Nice article based on the principles of permission marketing, however there are lot of companies that apply these principles in bad ways. For example when you download a PDF they make you fill a form, and after that they keep calling you to sell you their services or products in a constant manner. As same as emails it would be better if companies offering “free goods” put an opt in for calling.

Best,

Fred

Hi Fred
There is nothing wrong with requesting something for giving something away. It is an exchange. Sure some people might bombard you with endless email spam or high pressure sales calls, but for those who do not want to do that sort of stuff collecting information is super important.

Why?

Well you have to optimize your business around the 1% to 3% who do matter, and not the 97% to 99% who will freeload all they can, bitch and complain about anything that is not free, and offer no value while eating up time.

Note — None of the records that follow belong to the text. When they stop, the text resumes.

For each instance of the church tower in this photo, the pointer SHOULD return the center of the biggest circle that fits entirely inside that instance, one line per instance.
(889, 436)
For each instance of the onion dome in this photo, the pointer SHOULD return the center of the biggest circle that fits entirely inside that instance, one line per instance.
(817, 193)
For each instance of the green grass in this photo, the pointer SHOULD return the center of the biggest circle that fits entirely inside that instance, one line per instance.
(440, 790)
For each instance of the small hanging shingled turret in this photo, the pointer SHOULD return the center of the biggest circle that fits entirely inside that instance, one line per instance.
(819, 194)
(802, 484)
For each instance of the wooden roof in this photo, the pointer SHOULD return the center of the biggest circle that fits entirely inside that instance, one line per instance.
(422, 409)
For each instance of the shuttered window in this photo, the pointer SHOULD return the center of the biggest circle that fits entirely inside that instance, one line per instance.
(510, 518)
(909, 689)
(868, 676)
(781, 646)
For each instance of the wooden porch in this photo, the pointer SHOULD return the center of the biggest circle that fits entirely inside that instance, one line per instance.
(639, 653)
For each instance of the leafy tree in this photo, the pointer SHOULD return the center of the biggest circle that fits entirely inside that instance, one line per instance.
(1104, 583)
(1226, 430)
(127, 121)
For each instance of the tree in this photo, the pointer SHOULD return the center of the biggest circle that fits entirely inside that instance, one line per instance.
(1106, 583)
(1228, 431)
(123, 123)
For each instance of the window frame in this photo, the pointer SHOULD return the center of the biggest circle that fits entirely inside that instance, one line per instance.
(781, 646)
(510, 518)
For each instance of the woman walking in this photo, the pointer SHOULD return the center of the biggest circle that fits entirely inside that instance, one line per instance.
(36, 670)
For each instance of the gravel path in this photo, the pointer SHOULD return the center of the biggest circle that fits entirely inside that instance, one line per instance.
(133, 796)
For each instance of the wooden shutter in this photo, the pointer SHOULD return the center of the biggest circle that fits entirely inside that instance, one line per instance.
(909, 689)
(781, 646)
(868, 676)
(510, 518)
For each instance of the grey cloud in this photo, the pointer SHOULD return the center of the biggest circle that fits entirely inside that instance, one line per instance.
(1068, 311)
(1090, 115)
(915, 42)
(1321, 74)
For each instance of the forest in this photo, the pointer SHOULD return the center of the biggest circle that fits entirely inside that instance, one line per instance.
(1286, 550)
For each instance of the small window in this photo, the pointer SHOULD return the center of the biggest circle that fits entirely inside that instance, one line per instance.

And so collecting user information and giving people an auto-responder sequence gives you the ability to repeatedly reach and impress that few percent who might want to / care to convert to become a real customer who buys your product or service.

Will it cause bitching from the 90%+ who plan on using using using and never giving? Absolutely. But then who cares what the freeloaders think? They are at best irrelevant noise, because those people do not (and never will) contribute to your business (while constantly reminding you that whatever you sell is overpriced and you need to give more away to entitled jerks who don’t appreciate the value you offer – no matter how hard you try or how much you give away).

I agree they should make phone number an option though. It is just high friction & inefficient to try to cold call people when all the tools for an autoresponder driven conversion process are there.

Aaron,

Nice to see you here as well … I know exactly what you mean since you have explained it over SEOBook as well, and I definitely agree with the practice. My point is that most “amateurs” make half of the way and they already start calling you like the end of days.

Maybe when doing PPC, most marketers seek inmediate ROI so that´s why they don´t employ this practice as much.

Do you have any case of someone or some company using this tactic in PPC? (So I can make an example of it)

Thanks for the nice post Giovanna, and good to see you around Aaron.